Someone had been there, of course. There was not a mark on the sofa where Mr. Malakite had laid her down. Anything that might have provided a clue had been taken away. I guessed there would be a prompt and efficient investigation of her death, and that if there was any retaliation by the government it was sure to be invisible. I would not be notified. And there would be nothing in the house they did not want found. Unless she had left something casually, for me to pick up and place beside some conversational grain of sand she might have once mentioned. “Mr. Malakite reminds me of a friend of mine. Though Mr. Malakite is more innocent,” she had said. Only the word was not “innocent,” it was “benign.” Which was it? It was “benign,” I think. Somehow it matters. There’s a distinction.
For a while I did nothing.

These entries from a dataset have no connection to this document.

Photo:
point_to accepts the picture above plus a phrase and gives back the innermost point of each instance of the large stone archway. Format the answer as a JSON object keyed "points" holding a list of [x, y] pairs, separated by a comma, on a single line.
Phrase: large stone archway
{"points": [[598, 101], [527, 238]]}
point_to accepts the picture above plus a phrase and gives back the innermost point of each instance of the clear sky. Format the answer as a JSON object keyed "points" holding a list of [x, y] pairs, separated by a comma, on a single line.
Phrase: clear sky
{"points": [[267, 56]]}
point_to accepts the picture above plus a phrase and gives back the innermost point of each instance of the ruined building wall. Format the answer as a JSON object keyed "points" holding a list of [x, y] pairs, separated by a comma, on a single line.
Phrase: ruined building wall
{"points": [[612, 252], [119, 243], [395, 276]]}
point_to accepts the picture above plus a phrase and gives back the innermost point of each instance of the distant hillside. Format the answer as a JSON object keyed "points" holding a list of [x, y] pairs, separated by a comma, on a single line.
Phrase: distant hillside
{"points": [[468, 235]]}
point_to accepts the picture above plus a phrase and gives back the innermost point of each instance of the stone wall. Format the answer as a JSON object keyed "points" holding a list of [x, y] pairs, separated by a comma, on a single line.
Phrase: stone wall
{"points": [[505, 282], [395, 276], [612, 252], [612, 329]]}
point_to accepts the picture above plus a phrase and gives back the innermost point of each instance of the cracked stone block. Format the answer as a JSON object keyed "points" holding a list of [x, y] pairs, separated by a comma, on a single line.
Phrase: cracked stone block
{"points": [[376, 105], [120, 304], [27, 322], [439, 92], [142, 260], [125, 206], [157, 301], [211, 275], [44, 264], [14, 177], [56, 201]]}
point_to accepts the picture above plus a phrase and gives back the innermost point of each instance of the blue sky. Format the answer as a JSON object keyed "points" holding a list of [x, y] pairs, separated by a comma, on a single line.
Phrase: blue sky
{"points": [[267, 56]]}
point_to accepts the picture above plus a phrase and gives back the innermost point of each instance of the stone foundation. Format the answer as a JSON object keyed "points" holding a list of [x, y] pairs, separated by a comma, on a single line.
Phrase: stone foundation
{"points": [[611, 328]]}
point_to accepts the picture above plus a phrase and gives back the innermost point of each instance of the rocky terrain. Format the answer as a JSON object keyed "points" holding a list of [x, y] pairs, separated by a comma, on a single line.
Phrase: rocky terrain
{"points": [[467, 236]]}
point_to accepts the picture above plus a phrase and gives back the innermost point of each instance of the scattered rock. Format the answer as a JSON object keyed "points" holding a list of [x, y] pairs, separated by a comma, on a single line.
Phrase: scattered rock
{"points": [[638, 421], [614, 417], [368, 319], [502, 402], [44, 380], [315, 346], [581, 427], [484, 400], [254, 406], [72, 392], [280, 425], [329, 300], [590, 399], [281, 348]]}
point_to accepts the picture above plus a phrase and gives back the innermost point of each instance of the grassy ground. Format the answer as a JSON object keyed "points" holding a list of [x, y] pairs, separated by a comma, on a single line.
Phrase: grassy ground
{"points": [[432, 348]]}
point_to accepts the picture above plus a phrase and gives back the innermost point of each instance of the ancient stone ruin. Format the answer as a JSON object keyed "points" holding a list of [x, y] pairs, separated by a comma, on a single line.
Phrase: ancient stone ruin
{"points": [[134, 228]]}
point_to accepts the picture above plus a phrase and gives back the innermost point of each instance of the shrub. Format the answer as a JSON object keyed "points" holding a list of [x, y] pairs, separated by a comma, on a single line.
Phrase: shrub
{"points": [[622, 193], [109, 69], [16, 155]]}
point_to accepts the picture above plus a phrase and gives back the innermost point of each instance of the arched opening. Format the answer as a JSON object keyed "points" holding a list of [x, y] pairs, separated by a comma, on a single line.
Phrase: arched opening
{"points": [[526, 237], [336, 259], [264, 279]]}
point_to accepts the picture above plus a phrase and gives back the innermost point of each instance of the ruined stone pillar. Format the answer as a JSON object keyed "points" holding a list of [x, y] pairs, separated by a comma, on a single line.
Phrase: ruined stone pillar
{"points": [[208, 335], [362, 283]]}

I circled the garden, and almost as if it was coincidence I could hear the call of a cuckoo moving round the house formally singing. When we were small our mother used to say, A cuckoo from the east means comfort, from the west luck, from the north sadness, from the south death. I searched for it, following the sound for a while, then entered the greenhouse, where she was supposed to have died. Whatever greenhouse panes had been shattered were now fixed. I kept recalling how I was seldom allowed to be alone in the house. And how she would always be eyeing me to see what I picked up or was interested in. Now that I was released from her watchful gaze, the rooms felt more potent. It grew dark outside. I pulled a few German paperbacks from the shelf to see if she had written her name in them, but she always had a printless foot. There was a book about Casanova in his later years, by a writer named Schnitzler. I took it upstairs with me and got into bed.

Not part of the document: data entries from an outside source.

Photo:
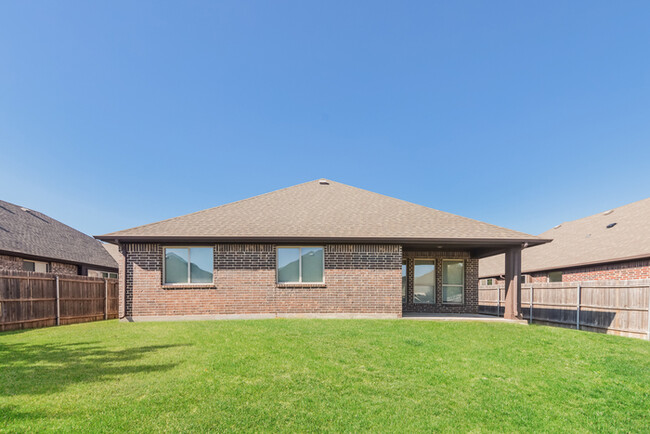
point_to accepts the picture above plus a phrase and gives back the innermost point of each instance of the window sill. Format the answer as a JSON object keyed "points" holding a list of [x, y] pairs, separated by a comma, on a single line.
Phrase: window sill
{"points": [[190, 286], [301, 285]]}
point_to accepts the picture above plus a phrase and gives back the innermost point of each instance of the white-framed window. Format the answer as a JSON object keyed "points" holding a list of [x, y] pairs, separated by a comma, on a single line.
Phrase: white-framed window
{"points": [[424, 281], [453, 281], [404, 280], [304, 264], [37, 266], [186, 265]]}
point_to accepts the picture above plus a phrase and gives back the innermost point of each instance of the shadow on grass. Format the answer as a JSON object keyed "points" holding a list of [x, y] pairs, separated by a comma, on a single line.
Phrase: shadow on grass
{"points": [[49, 368]]}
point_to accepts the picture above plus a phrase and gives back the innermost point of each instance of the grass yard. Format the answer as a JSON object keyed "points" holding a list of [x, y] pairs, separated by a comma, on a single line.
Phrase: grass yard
{"points": [[321, 375]]}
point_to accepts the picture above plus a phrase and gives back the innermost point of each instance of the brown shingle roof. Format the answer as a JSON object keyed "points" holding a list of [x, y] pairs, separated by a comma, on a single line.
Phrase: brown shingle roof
{"points": [[321, 211], [26, 232], [586, 241]]}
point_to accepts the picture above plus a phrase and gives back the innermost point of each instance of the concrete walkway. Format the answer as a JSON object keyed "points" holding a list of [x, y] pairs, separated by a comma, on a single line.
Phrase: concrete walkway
{"points": [[458, 317]]}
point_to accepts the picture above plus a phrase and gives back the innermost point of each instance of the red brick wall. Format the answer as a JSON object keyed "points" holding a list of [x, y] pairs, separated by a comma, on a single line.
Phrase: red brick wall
{"points": [[630, 270], [359, 279]]}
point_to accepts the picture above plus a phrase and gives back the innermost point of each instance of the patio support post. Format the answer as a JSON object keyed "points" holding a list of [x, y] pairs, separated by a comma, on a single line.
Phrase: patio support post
{"points": [[513, 283]]}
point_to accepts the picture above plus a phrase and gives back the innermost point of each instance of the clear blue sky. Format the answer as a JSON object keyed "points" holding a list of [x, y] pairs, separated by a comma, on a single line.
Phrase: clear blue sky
{"points": [[519, 113]]}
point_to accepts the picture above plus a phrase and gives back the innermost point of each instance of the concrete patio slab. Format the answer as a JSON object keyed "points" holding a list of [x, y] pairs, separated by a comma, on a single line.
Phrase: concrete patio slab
{"points": [[459, 317]]}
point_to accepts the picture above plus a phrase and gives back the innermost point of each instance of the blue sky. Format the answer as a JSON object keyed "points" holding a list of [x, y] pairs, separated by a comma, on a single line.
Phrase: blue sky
{"points": [[522, 114]]}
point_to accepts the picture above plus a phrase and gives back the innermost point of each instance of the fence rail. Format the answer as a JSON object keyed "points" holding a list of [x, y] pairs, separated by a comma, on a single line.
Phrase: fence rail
{"points": [[30, 300], [619, 307]]}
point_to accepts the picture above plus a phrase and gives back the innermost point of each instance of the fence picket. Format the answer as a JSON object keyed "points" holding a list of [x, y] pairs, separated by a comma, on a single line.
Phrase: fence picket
{"points": [[616, 307], [45, 299]]}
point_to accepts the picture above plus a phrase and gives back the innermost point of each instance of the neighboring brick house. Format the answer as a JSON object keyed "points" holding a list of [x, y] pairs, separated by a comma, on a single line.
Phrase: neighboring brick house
{"points": [[316, 249], [612, 245], [32, 241]]}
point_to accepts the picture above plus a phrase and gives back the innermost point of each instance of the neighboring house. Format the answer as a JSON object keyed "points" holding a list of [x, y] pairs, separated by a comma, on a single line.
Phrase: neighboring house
{"points": [[316, 249], [32, 241], [612, 245]]}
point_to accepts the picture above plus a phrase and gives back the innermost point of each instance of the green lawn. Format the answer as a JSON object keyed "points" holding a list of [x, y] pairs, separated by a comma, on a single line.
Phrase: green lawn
{"points": [[321, 375]]}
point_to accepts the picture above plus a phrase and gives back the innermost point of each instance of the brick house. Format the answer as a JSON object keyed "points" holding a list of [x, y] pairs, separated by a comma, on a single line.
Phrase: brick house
{"points": [[33, 241], [612, 245], [320, 249]]}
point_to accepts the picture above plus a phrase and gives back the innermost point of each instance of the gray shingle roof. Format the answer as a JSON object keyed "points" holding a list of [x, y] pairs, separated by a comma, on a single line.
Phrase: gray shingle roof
{"points": [[586, 241], [28, 232], [317, 211]]}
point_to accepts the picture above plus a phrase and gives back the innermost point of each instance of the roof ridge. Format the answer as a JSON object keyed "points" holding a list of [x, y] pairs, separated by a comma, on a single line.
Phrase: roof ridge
{"points": [[437, 210], [211, 208], [599, 213]]}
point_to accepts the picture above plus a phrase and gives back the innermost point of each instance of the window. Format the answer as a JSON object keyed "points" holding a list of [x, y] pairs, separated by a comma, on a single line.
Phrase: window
{"points": [[555, 276], [37, 266], [185, 265], [424, 285], [300, 264], [404, 281], [453, 281], [102, 274]]}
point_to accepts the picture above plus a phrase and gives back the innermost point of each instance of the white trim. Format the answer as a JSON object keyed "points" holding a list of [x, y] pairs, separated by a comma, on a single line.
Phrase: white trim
{"points": [[435, 279], [189, 265], [277, 265], [442, 277]]}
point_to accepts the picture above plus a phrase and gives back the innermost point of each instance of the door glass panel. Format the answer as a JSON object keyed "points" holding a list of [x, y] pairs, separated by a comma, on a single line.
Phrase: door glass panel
{"points": [[404, 281]]}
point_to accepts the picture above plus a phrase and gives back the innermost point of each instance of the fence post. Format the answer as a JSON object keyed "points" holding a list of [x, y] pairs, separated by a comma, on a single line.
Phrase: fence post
{"points": [[530, 315], [648, 312], [579, 296], [58, 301], [498, 300], [105, 298]]}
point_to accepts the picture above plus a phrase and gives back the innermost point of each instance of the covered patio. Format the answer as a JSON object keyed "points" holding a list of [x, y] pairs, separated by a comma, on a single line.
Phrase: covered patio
{"points": [[440, 281]]}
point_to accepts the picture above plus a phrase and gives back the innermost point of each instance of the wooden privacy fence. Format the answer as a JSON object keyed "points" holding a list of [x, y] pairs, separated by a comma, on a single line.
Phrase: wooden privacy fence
{"points": [[619, 307], [29, 300]]}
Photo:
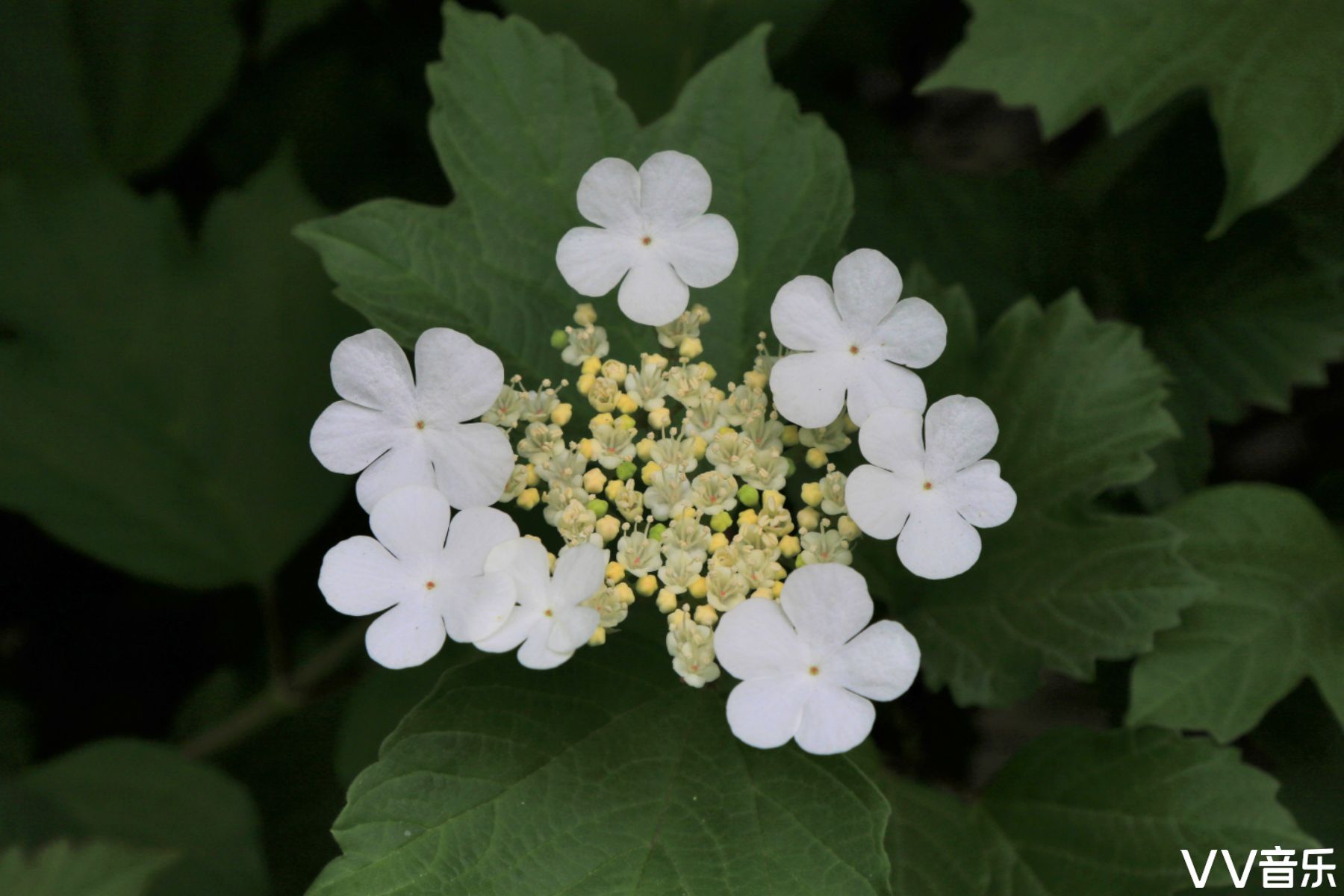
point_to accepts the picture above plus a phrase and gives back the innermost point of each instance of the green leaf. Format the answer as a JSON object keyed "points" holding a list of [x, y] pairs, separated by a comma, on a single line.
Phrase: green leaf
{"points": [[161, 391], [604, 775], [660, 43], [517, 119], [92, 869], [1269, 69], [1275, 615], [152, 70], [149, 795], [1107, 815], [1062, 585]]}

It must have been about eight in the evening when I did this, and I fell quickly into the strange compressed story of Casanova’s attempt to return to Venice in middle age, all of its action taking place over a period of a few days and fitting within the small canvas of a novella. I focused on the unexpected and convincing compassion towards Casanova. It was in German, and I was lost to time. As the story ended with Casanova’s sleep, I slept too, the bedside light on, the small book still in my hands.
I awoke in the bed I always slept in, turned off the bedside light, and found myself in the darkness of three in the morning, wide awake. I felt I needed to walk through the house with a different mind-set, the more European gaze of Schnitzler. Besides, it was now the hour when my mother was always awake.